There were, however, substantial under-detection of infections, variations by age group, and fluctuations of infection detection rates over time, in part due to changing testing criteria.12,13 The estimated infection detection rate for all ages overall started at a low level of 2.2% [median; 95% CrI: 0.3–4.5%; same below] in the week of March 1; it increased to 17.4% (95% CrI: 11.3–26.1%) during the week of March 15. However, due to material shortages in testing equipment and personal protective equipment, testing was restricted to severely ill patients in early April12 before it became more widely available in May.13 Consistently, the estimated infection detection rate dropped to ~13% in early-mid April, then gradually increased to ~19% in early May and stayed at similar levels through the week of May 31, 2020 (Fig 2F).

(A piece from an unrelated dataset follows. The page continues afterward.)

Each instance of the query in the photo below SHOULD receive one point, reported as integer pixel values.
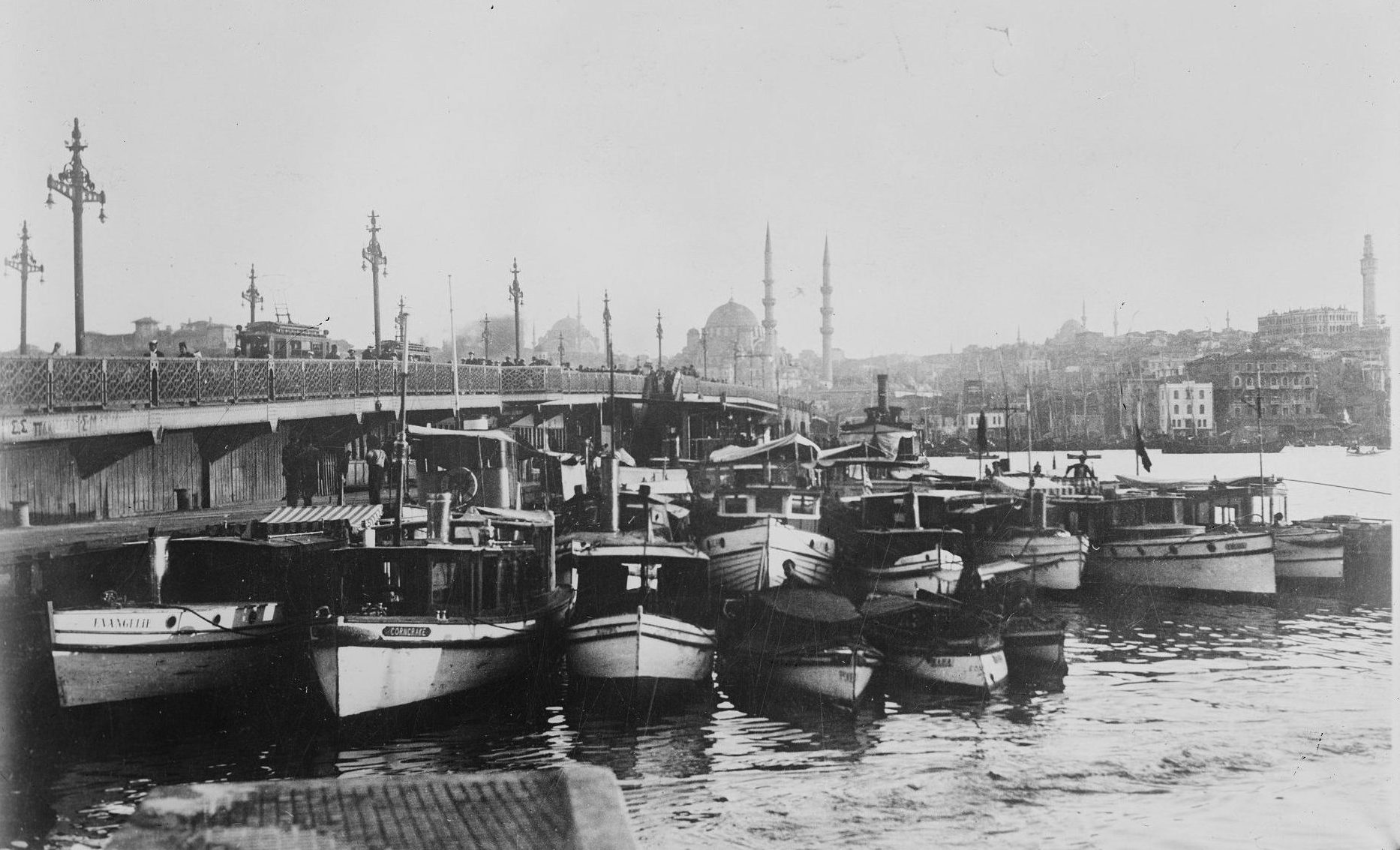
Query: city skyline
(978, 173)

Estimated infection rates and infection detection rates over time for (A) <25 year-olds, (B) 25-44 year-olds, (C) 45-64 year-olds, (D) 65-74 year-olds, (E) 75+ year-olds, and (F) all ages overall. Boxes and whiskers show estimated infection rates (median, 50% CrI, and 95% CrI; left y-axis). Red lines and surrounding areas show the estimated infection detection rates (median, 50% CrI, and 95% CrI; right y-axis). x-axis shows the first day of each week (mm/dd) from the week of March 1 to the week of May 31, 2020. Horizontal arrows and grey shaded areas indicate the timing of two major public health intervention measures, i.e., school closures starting the week of March 15, 2020 and stay-at-home mandate starting the week of March 22, 2020.

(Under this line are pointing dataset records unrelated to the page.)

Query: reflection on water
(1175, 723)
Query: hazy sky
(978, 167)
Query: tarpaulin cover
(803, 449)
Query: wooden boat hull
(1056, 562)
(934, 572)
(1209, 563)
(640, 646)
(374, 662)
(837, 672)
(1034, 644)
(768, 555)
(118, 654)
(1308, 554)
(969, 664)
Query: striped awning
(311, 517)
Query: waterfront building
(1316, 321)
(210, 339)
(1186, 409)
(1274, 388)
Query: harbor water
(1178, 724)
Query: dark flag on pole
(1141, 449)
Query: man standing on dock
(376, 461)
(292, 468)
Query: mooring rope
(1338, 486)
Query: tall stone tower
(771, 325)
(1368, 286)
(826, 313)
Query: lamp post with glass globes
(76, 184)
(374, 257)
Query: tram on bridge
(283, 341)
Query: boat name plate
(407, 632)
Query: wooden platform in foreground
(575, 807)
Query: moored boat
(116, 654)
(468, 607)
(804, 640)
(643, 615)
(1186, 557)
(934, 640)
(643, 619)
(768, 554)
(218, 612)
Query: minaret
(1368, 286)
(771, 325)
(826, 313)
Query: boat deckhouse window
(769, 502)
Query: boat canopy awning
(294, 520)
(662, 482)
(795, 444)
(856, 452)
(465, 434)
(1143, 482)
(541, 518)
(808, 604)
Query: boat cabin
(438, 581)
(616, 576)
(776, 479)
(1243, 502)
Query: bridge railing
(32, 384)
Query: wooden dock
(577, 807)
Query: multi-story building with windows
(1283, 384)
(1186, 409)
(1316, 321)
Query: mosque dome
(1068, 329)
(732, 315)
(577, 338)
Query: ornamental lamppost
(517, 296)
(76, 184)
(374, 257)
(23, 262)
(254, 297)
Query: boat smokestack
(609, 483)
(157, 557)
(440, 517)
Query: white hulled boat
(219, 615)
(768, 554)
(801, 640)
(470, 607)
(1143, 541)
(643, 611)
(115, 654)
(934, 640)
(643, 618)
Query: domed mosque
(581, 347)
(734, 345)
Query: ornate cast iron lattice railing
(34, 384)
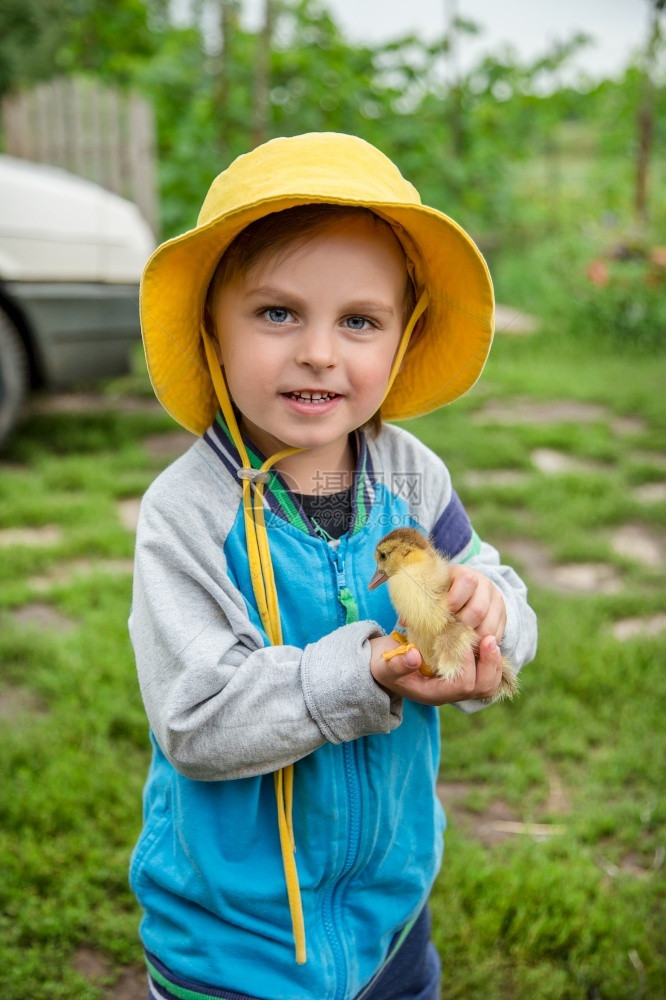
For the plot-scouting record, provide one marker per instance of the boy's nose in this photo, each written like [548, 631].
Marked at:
[316, 349]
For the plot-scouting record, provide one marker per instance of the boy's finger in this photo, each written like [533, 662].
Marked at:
[489, 668]
[463, 587]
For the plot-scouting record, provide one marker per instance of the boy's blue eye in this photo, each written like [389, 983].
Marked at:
[277, 314]
[357, 322]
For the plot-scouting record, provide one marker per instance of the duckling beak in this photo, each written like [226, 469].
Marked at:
[377, 579]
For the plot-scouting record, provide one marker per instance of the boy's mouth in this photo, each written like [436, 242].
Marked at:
[304, 396]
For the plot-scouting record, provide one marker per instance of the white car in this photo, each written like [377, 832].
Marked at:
[71, 257]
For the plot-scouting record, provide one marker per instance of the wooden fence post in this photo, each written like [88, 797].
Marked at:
[101, 133]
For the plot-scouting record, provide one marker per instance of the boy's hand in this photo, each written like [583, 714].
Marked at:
[400, 675]
[477, 602]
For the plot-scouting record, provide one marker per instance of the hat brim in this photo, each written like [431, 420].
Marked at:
[443, 363]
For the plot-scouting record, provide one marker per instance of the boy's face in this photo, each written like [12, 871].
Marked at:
[307, 337]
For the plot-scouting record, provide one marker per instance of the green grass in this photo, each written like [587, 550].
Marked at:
[580, 914]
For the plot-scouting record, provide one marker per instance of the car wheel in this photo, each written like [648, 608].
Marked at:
[14, 375]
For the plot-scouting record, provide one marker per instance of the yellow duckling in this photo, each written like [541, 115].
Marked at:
[419, 579]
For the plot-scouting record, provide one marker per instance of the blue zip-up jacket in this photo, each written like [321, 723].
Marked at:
[226, 710]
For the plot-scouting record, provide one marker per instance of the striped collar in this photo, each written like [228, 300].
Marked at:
[277, 496]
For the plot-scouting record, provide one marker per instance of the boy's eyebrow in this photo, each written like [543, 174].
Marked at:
[356, 305]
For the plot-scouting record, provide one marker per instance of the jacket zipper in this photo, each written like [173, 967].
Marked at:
[333, 902]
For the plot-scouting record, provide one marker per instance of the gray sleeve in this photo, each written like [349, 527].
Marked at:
[220, 703]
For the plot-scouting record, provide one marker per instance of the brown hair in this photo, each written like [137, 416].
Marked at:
[279, 233]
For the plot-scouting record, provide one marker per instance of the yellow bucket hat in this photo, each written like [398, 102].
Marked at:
[325, 167]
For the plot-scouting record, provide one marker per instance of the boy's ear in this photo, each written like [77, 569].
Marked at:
[417, 332]
[210, 330]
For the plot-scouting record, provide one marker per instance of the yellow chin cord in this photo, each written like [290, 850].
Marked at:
[263, 584]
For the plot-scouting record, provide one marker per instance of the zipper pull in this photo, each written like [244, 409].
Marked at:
[345, 595]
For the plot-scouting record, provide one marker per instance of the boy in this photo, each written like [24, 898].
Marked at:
[315, 296]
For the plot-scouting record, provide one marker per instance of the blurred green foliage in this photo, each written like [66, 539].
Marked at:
[541, 171]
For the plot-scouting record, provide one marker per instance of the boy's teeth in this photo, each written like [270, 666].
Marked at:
[313, 397]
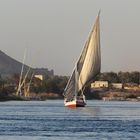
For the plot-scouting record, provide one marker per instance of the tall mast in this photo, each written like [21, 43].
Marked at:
[21, 74]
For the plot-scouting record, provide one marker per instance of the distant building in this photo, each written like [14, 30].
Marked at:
[39, 77]
[117, 85]
[44, 72]
[99, 84]
[132, 86]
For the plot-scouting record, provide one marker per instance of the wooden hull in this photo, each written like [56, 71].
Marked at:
[75, 103]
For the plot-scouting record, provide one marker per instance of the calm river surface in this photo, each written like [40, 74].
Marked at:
[50, 120]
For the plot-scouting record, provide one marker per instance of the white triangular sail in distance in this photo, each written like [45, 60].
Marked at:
[88, 65]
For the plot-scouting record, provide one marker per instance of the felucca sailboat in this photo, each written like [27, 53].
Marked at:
[85, 70]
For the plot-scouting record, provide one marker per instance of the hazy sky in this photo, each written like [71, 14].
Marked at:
[55, 31]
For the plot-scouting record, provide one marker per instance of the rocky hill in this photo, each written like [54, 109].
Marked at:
[9, 65]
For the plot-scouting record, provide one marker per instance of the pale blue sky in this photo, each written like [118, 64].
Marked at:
[54, 31]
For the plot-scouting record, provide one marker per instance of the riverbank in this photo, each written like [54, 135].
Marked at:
[10, 98]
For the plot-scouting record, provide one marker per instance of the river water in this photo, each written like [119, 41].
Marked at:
[50, 120]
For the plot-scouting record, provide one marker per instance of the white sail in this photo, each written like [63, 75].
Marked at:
[92, 62]
[88, 65]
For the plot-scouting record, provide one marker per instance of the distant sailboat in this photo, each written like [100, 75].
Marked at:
[85, 70]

The estimated infection detection rate was highest for the two oldest age groups and substantially lower for younger age groups (Fig 2 D and E vs. Fig 2 A-C). During the week of May 31, 2020 prior to the city began its phased reopening, we estimated that 29.8% (95% CrI: 21.7–42.3%) of infections among 65-74 year-olds and 36.0% (95% CrI: 28.4–47.9%) among 75+ year-olds were detected; in comparison, only 11.0% (95% CrI: 7.2–17.6%) of infections among <25 year-olds and 16.8% (95% CrI: 11.8–23.1%) among 25-44 year-olds were detected.

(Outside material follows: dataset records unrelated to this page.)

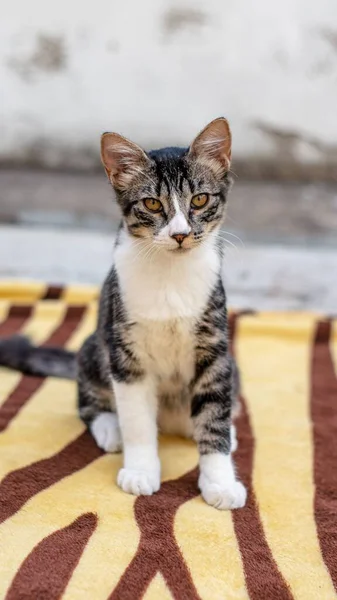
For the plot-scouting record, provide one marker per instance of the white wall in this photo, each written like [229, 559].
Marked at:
[157, 70]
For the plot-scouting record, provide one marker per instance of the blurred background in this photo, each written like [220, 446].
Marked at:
[157, 71]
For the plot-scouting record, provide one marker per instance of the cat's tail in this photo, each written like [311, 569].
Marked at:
[18, 353]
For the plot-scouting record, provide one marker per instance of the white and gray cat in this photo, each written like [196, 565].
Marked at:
[159, 358]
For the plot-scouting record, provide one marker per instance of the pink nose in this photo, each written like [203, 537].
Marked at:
[179, 237]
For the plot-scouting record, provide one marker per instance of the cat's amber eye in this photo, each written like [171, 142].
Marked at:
[199, 201]
[153, 205]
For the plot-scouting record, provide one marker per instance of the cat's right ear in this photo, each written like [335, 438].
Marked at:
[122, 159]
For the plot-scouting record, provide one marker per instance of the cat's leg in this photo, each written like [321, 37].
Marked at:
[211, 412]
[137, 411]
[96, 398]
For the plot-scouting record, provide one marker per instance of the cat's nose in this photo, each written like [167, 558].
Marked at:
[179, 237]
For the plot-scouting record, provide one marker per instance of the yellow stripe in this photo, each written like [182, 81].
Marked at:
[276, 387]
[92, 489]
[333, 344]
[177, 457]
[22, 292]
[208, 543]
[50, 414]
[46, 317]
[4, 307]
[80, 294]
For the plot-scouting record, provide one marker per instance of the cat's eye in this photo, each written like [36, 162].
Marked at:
[199, 201]
[153, 205]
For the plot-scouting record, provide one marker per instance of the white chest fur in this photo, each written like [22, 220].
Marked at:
[164, 286]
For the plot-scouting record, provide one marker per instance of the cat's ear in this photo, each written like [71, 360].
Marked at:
[214, 144]
[122, 159]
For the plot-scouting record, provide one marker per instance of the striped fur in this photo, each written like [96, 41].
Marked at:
[59, 505]
[159, 357]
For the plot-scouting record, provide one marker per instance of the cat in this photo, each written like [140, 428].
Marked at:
[159, 358]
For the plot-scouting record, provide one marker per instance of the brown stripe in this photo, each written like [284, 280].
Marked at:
[53, 292]
[263, 578]
[46, 571]
[16, 318]
[21, 485]
[27, 385]
[158, 549]
[324, 418]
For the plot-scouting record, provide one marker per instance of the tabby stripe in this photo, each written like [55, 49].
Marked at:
[53, 292]
[21, 485]
[260, 568]
[324, 419]
[158, 549]
[27, 385]
[16, 318]
[47, 570]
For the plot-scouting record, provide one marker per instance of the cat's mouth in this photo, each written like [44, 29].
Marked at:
[180, 250]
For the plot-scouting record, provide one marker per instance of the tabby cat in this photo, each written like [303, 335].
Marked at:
[159, 358]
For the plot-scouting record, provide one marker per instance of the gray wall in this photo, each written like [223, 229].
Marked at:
[158, 70]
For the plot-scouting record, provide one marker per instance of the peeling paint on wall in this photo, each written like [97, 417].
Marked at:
[48, 56]
[177, 19]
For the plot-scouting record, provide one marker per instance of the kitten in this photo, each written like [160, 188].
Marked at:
[159, 358]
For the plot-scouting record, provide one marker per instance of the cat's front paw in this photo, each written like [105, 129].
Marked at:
[139, 483]
[222, 496]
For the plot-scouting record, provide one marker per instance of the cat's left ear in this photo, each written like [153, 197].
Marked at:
[122, 159]
[214, 145]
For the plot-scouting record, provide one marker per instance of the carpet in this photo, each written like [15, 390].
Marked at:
[67, 531]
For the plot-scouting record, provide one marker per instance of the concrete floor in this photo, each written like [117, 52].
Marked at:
[59, 227]
[267, 276]
[289, 213]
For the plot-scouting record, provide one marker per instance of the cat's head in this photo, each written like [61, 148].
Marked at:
[173, 198]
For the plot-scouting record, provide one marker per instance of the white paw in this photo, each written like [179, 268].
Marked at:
[222, 496]
[234, 441]
[105, 430]
[137, 482]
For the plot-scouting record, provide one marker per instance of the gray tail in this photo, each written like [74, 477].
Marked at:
[18, 353]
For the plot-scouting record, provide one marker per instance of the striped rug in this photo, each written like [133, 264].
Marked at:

After accounting for the infection detection rate, the epidemic peak for new infections occurred 1-2 weeks sooner during the week of March 22, 2020 for <65 year-olds and all ages combined (Fig 2 A-C and F). This was coincident with the timing of public health interventions in NYC – public schools in NYC were closed on March 16, 2020 and a citywide stay-at-home order was imposed starting the week of March 22, 2020.14 Tallied over the entire study period, the estimated overall cumulative infection rate was 17.2% (95% CrI: 12.9–25.1%) by June 6, 2020. However, the estimated cumulative infection rates varied substantially across age groups and neighborhoods in NYC (Fig 3). Specifically, 25-44 and 45-64 year-olds had the highest cumulative infection rates, at 22.6% (95% CrI: 16.6–31.2%) and 22.7% (95% CrI: 18.0–29.2%), respectively; 65-74 and 75+ year-olds had the second highest cumulative infection rates, at 15.0% (95% CrI: 11.4–21.6%) and 12.8% (95% CrI: 9.9–18.6%); and <25 year-olds had the lowest cumulative infection rate (8.6%; 95% CrI: 5.7–17.5%). Spatially, among the five boroughs in NYC (i.e. Manhattan, Bronx, Brooklyn, Queens, and Staten Island), estimated cumulative infection rates were highest in neighborhoods in the Bronx and lowest in neighborhoods in Manhattan (Fig 3).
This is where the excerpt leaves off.